Bigakko employed the most radical Japanese artists of the day. One such artist was High Red Center member Genpei Akasegawa, notorious for the courtcase in which his defence team and witnesses (including all of the most well known critics and artists) failed to persuade the jury that Genpei Akasegawa’s copies of 1000 yen notes were art rather than counterfeit money. From 1969 to 1971 an extraordinary programme of teaching was developed at Bigakko—running in parallel this extended from the political to the metaphysical, from conceptual to alchemy. For example Mokuma Kikuhata instructed groups of students to work on large-scale panels on which they meticulously copied composites of drawings by an ex-miner Sakubei Yamamoto, depicting life and work of ordinary miners in the turn of the century to the pre-war period. Yamamoto’s work is included in UNESCO’s memory of the world this year. Natsuyuki Natsuyuki Nakanishi developed a series of drawing exercises through which students’ awareness of the body, the act of living in relation to the world as a whole and each other could be heightened. Such exercises included drawing with one hand whilst placing a finger in another student’s mouth, or drawing and making objects whilst students hands are strapped together and one eye is covered.

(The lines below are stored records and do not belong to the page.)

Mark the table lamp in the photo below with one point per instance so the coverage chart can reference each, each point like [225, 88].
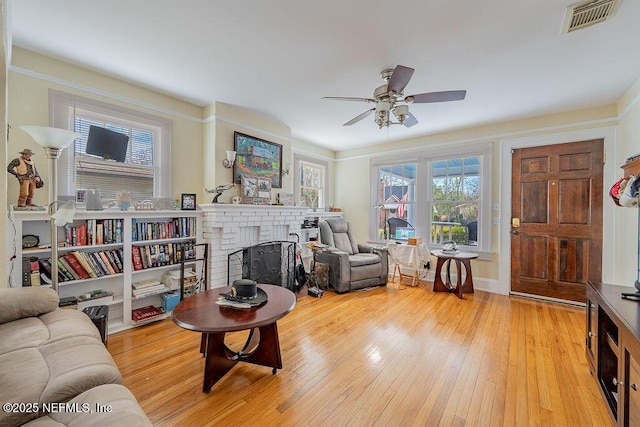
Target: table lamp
[53, 140]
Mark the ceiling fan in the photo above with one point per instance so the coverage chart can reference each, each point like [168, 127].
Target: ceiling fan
[390, 98]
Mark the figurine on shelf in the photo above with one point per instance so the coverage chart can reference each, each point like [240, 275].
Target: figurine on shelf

Ex-School artists wanted to discard traditional notions of the artist as a special kind of person and art as a special activity. They used varying strategies to achieve this de-mystification of art and the artist. When off-set printing became available in the second half of the sixties, Ex-School members turned to producing posters, handbills, newsletters, journals and books and increasingly used photography. The use of these media was often an integral part of the collaboration between members of the avant-garde(especially the sculptor and performance artist Bjørn Nørgaard) and the various youth movements involved in critical and subversive activities and attempts to form alternative communities in the years 1967–1972.
Considerable attention has been paid to the influence of the political/social/cultural contexts of 1968 on artists’ practices but often this is mediated via a ‘historical’ viewpoint closed off in the past. Investigating the articulation of the influence on this moment in art education in Tokyo, USA and Europe adds to an understanding of how the ongoing influence of politics and social or cultural change is distilled within teaching programmes developed by ‘radical’ artists. Having to articulate a project or workshop brief brings to the fore and makes explicit issues, questions or ideas which are otherwise perhaps more slowly and inherently developing within individual artists practices. Also drawing attention to the act of production and the exchange from artist/lecturer to artist/student, rather than an analysis of ‘finished work’, perhaps allows us to unpack more of the ideas inherent in the making of things and open up conversations through teaching of options and directions in which the work could go.